Hiko: Touché, Monsieur Assbag.
Cop: What did you just call me?
Hiko: Monsieur Assbag. It’s a French term of respect.
Cop: Are you sure? Cause it just sounded like you called me an Assbag.
Hiko: Ah, but in French, Assbag means Noble Peacekeeper.
Cop: You sure?
Hiko: As far as you know.
Cop: Huh… OK. Well, I’ve looked at your record, and, well, shit, I can’t let you go. So I have to give you a ticket.
Hiko: I thought you might. Ticket away.
The cop wrote out the ticket.
Cop: You can either appear in court on the day circled on the back, or you can plead guilty and pay by mail at the address below.
Hiko: Will do.
Cop: Now you slow down, and don’t drive like such an asshole. It confuses people, since you’re driving a minivan and all.
Hiko: You can count on me.
Cop: You have a good day.
Hiko: You too, Monsieur Assbag.
The cop gave a flattered smile and sauntered away.
***To address my speeding issues… uh, if you work for Allstate, please stop reading now.
Look! A ten car pile up! Uninsured motorists with severed limbs everywhere! Little Johnny will be in a body cast for 8 weeks, and Mr. Halliburton sprained his Vas Deferens! Look away! Look away!
Now then, where were we… oh yes.

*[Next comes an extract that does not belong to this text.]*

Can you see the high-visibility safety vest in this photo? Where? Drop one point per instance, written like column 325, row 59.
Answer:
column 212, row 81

Going through my file folder marked “Tickets”, I have deduced that I have accumulated 23 speeding tickets in 9 states in 18 years of driving. I had my license for a week when I got my first. The last one I received was… uh, quite recent.
It has been suggested in some quarters that you have to be a moron to get nabbed for speeding that many times. I do not argue that. Those who do not learn from their mistakes are doomed to throw stones at glass houses.
In this society, it’s the price one must pay to assure that driving remains an enjoyable experience. I drive at a speed which I find comfortable. Unfortunately, that speed always seems to be somewhat above the posted number. I’ve always considered speed limits as more of a suggestion than a law. It’d be nice if you could go this speed, but, if you can’t, we got yer back, dawg.
Truthfully enough, it can get somewhat expensive in both the fine and resulting rate hike to drive the way I want. But – lucky me – I’ve never learned my lesson.
***Quote of the Week: “You want fries with that?” – Mike Junkin.